Train() - To train on provided spam and non-spam file

likelihood() - To calculate likelihood probabilities using spam and non-spam files.

trainSpam() - To train on spam files.

trainNotSpam() -To train on non-spam files.

Approach:

  • We need to calculate P(S/w1,w2,w3,…..wn)/ P(S_/w1,w2,w3,…..wn) for each test file where P(S/w1,w2,w3,…..wn) is probability of an email being a spam given the words w1,w2,w3,…wn and P(S_/w1,w2,w3,…..wn) is probability of an email not being a spam given the words w1,w2,w3,…wn.
  • For calculating these probabilities we need P(w1,w2,w3,…..wn/S)*P(S)/P(w1,w2,w3,…..wn) and P(w1,w2,w3,…..wn/S_)*P(S_)/P(w1,w2,w3,…..wn).
  • But as we calculate odds ratio we only need P(w1,w2,w3,…..wn/S), P(w1,w2,w3,…..wn/S_), P(S) and P(S_).
  • Now, assumption is made that no word is dependent on other word thus we need P(w1/S), P(w2/S)… P(wn/S) and P(w1/S), P(w2/S_)… P(wn/S_), where P(wn/S) is probability of word w1 occurring in a spam file and P(wn/S_) is probability of word wn occurring in non-spam file.

Implementation:

  • P(S) and P(S) is assumed as 0.5 as every mail has equal possibility of being a spam or not spam.
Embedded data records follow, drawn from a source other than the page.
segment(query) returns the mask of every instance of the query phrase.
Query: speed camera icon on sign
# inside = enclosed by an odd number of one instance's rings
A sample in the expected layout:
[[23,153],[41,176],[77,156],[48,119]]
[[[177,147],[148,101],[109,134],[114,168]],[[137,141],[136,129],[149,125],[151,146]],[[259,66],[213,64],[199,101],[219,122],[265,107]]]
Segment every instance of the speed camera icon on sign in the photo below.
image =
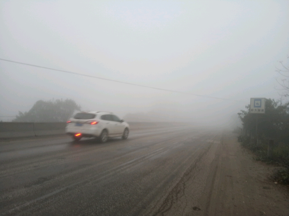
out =
[[250,113],[256,114],[265,113],[265,98],[251,98],[250,104]]
[[261,106],[262,100],[260,99],[255,99],[254,100],[254,107],[261,107]]

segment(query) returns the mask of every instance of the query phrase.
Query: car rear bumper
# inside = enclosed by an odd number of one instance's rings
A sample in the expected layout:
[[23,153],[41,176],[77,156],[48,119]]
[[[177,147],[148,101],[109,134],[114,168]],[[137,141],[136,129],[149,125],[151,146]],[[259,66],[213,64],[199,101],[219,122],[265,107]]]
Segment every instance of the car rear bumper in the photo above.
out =
[[99,136],[102,130],[97,125],[79,127],[68,125],[65,127],[65,133],[67,134],[73,136],[77,134],[81,134],[81,136],[88,137]]

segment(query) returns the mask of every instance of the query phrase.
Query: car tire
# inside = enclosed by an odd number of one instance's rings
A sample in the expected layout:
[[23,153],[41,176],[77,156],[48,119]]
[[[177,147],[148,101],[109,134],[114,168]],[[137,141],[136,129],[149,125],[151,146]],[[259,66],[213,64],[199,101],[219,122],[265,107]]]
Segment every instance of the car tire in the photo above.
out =
[[105,130],[103,130],[99,136],[99,141],[102,143],[105,142],[108,138],[108,132]]
[[125,128],[123,131],[123,136],[121,138],[123,140],[126,140],[128,137],[128,134],[129,133],[129,131],[127,128]]

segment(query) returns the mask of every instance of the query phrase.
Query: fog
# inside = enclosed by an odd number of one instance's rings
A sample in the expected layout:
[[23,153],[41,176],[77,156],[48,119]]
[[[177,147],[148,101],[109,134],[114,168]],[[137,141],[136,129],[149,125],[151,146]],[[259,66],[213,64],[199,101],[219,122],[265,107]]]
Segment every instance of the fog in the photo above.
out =
[[2,1],[0,58],[229,100],[0,60],[0,120],[68,98],[128,120],[231,127],[250,97],[279,98],[289,2],[192,1]]

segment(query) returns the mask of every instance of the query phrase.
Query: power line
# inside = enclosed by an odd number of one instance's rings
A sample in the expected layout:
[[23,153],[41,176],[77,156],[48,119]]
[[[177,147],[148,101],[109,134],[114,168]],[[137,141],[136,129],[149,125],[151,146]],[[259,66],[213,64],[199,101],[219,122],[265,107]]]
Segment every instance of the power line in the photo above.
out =
[[178,93],[180,94],[185,94],[187,95],[193,95],[195,96],[198,96],[198,97],[208,97],[210,98],[214,98],[214,99],[220,99],[221,100],[228,100],[230,101],[237,101],[238,102],[244,102],[244,101],[238,100],[233,100],[231,99],[228,99],[227,98],[224,98],[222,97],[211,97],[210,96],[207,96],[205,95],[197,95],[195,94],[192,94],[192,93],[188,93],[187,92],[185,92],[183,91],[175,91],[174,90],[171,90],[170,89],[162,89],[160,88],[157,88],[156,87],[153,87],[151,86],[147,86],[143,85],[140,85],[138,84],[135,84],[134,83],[132,83],[130,82],[122,82],[122,81],[119,81],[117,80],[112,80],[110,79],[107,79],[106,78],[103,78],[102,77],[99,77],[98,76],[92,76],[91,75],[87,75],[86,74],[80,74],[78,73],[75,73],[75,72],[72,72],[71,71],[68,71],[66,70],[59,70],[57,69],[54,69],[54,68],[52,68],[50,67],[43,67],[42,66],[40,66],[39,65],[32,65],[31,64],[27,64],[27,63],[23,63],[23,62],[20,62],[18,61],[12,61],[10,60],[8,60],[8,59],[3,59],[0,58],[0,60],[2,60],[3,61],[9,61],[10,62],[13,62],[13,63],[16,63],[17,64],[20,64],[22,65],[28,65],[29,66],[32,66],[33,67],[40,67],[41,68],[44,68],[45,69],[48,69],[49,70],[53,70],[56,71],[60,71],[61,72],[64,72],[64,73],[67,73],[69,74],[74,74],[76,75],[79,75],[81,76],[86,76],[88,77],[91,77],[92,78],[96,78],[96,79],[99,79],[101,80],[107,80],[108,81],[112,81],[112,82],[118,82],[121,83],[123,83],[124,84],[127,84],[129,85],[131,85],[136,86],[140,86],[142,87],[144,87],[145,88],[149,88],[150,89],[157,89],[158,90],[162,90],[163,91],[169,91],[171,92],[174,92],[175,93]]

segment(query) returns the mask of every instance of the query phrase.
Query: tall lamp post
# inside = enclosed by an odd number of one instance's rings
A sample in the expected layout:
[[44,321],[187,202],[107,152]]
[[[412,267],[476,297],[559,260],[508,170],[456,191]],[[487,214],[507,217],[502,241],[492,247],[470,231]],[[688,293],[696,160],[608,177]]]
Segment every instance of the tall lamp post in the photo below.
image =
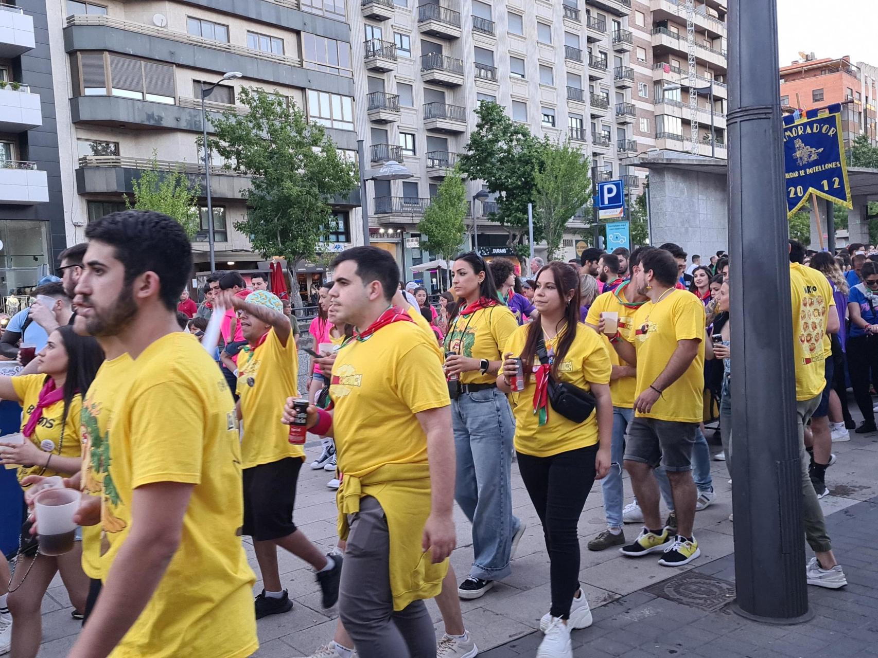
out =
[[243,75],[244,74],[241,73],[241,71],[229,71],[209,87],[205,88],[203,81],[200,82],[201,135],[205,140],[202,150],[205,152],[205,184],[207,187],[207,245],[211,254],[211,272],[216,272],[217,264],[216,251],[213,247],[213,201],[211,199],[211,149],[207,143],[207,109],[205,107],[205,98],[210,96],[211,92],[213,91],[220,82],[227,80],[237,80],[240,77],[243,77]]

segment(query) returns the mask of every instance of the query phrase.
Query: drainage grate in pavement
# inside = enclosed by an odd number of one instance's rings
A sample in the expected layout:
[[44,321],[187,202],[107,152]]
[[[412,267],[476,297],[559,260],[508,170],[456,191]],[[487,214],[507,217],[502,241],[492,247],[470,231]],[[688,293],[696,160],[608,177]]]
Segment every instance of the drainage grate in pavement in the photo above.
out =
[[645,591],[708,612],[716,612],[735,598],[735,586],[731,583],[694,571],[657,583]]

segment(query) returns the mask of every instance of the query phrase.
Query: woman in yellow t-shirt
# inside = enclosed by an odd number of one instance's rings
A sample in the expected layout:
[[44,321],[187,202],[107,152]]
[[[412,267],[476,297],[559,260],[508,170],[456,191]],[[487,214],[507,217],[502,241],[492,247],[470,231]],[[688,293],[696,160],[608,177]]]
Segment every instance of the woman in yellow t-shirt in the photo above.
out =
[[457,311],[449,318],[444,347],[457,453],[455,500],[472,522],[474,554],[457,594],[471,599],[512,573],[509,561],[525,528],[512,513],[515,426],[509,403],[497,390],[502,349],[518,321],[497,298],[478,254],[457,256],[451,273]]
[[[592,623],[578,580],[576,525],[594,480],[610,468],[613,367],[603,339],[579,321],[576,269],[568,263],[551,262],[537,273],[536,285],[534,305],[539,315],[519,327],[506,344],[497,388],[508,393],[512,402],[518,468],[546,538],[551,610],[540,621],[540,628],[546,633],[546,648],[557,648],[569,646],[572,628]],[[545,349],[545,364],[538,355],[541,347]],[[512,390],[508,383],[517,370],[515,357],[524,368],[525,385],[520,391]],[[596,402],[594,411],[582,423],[562,416],[549,401],[550,378],[590,390]]]
[[[25,491],[42,477],[69,476],[82,467],[80,412],[82,395],[91,384],[104,352],[91,337],[79,336],[69,325],[49,335],[37,354],[39,375],[0,377],[0,397],[21,404],[21,444],[0,443],[0,461],[18,468],[18,482]],[[78,537],[77,537],[78,539]],[[61,571],[74,616],[84,611],[89,577],[83,571],[83,550],[76,542],[62,555],[38,554],[30,524],[22,527],[15,576],[8,605],[15,633],[13,655],[36,655],[42,639],[40,604],[54,575]]]

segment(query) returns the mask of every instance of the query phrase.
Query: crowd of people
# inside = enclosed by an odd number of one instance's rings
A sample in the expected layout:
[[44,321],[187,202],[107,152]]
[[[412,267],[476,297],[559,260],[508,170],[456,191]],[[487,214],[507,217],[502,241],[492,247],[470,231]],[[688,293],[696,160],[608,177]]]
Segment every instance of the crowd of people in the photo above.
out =
[[[511,261],[469,252],[434,306],[403,285],[387,252],[353,247],[333,261],[299,345],[265,277],[211,275],[197,304],[184,290],[190,242],[173,219],[125,211],[90,223],[86,238],[0,341],[24,365],[0,377],[0,397],[24,409],[23,439],[0,440],[0,462],[18,468],[26,519],[14,573],[0,561],[0,653],[36,656],[40,602],[60,572],[83,620],[74,658],[250,655],[256,619],[293,606],[279,547],[311,567],[324,608],[338,605],[334,637],[313,657],[473,658],[477,629],[460,600],[510,576],[526,529],[513,510],[514,461],[551,564],[539,658],[569,658],[571,631],[592,623],[577,526],[595,481],[607,527],[588,550],[654,554],[669,568],[701,555],[695,512],[715,500],[706,397],[730,476],[734,455],[724,254],[702,266],[673,243],[589,248],[575,262],[534,258],[522,279]],[[818,498],[831,442],[852,428],[846,364],[865,418],[857,432],[875,429],[878,383],[878,267],[849,255],[789,243],[815,553],[803,567],[810,584],[831,589],[846,580]],[[36,358],[25,364],[30,343]],[[310,356],[302,390],[299,349]],[[310,468],[337,490],[328,554],[294,522],[306,428],[322,447]],[[54,476],[82,491],[79,530],[73,550],[47,555],[33,491]],[[449,563],[455,502],[471,528],[461,578]],[[635,537],[625,523],[641,526]],[[263,583],[255,598],[242,535]],[[443,616],[438,642],[429,598]]]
  • Frequency of words is calculated in trainSpam() and trainNotSpam() methods by going through every file in spam and non-spam data and breaking the file-text into token of words and saving the frequency of those words for every spam and non-spam files.

  • P(wi/S) and P(wi/S_) is calculated in the likelihood() method during training process for every word tokenized in the training process.

    P(wi/S) = frequency of the word in spam files/total number of words in spam files P(wi/S_)= frequency of the word in non-spam files/total number of words in non-spam files

  • After the probabilities are calculated using training data, these probabilities are used while testing data for predicting whether a file is ‘spam’ or notspam’.

  • Every test file is converted to bag of words, and log of ratio of P(S/w1,w2…wn)/P(S_,w1,w2,..wn) is calculated for every word in bag of words whose probability is calculated with training data where,

    P(S/w1,w2…wn)/P(S,w1,w2,..wn) = (P(w1/S)*P(w2/S)…*P(wn/S)*P(S))/ (P(w1/S_)*P(w2/S_)*P(wn/S_)*P(S_))

  • If the total value is greater than 1 (meaning if the probability of that email being spam given words is greater than 0.5) than that email is labeled as spam else is labeled as notspam. The file and the resulting label are stored in a list and is written to an output file.

Difficulties faced:

  • Difficulty was faced while opening some of the files, due to UniCodeError.
  • Thus, the file is opened using utf8 encoding and has attribute errors=’ignore’.
  • The comma, semi-colon and equal to is replaced from file text with whitespace to tokenize the words properly.
  • The word is converted to lower case before storing to avoid multiple copies of the same word in different cases.
  • A dictionary ‘vocab’ is maintained such that it contains all the unique words from training data and its frequency is maintained for spam and non-spam files.
  • The probabilities of test data are calculated using log to avoid working with extremely small values.

Approaches tried:

  • The likelihood probabilities are calculated as ->

    frequency of the word in spam or non-spam files/total number of words in spam or non-spam files

  • A different approach was tried originally where the likelihood probabilities were calculated as->

Word appearances in spam or non-spam files/total number of that spam or non-spam

Currently, the program predicts the spam file correctly 95% of the time.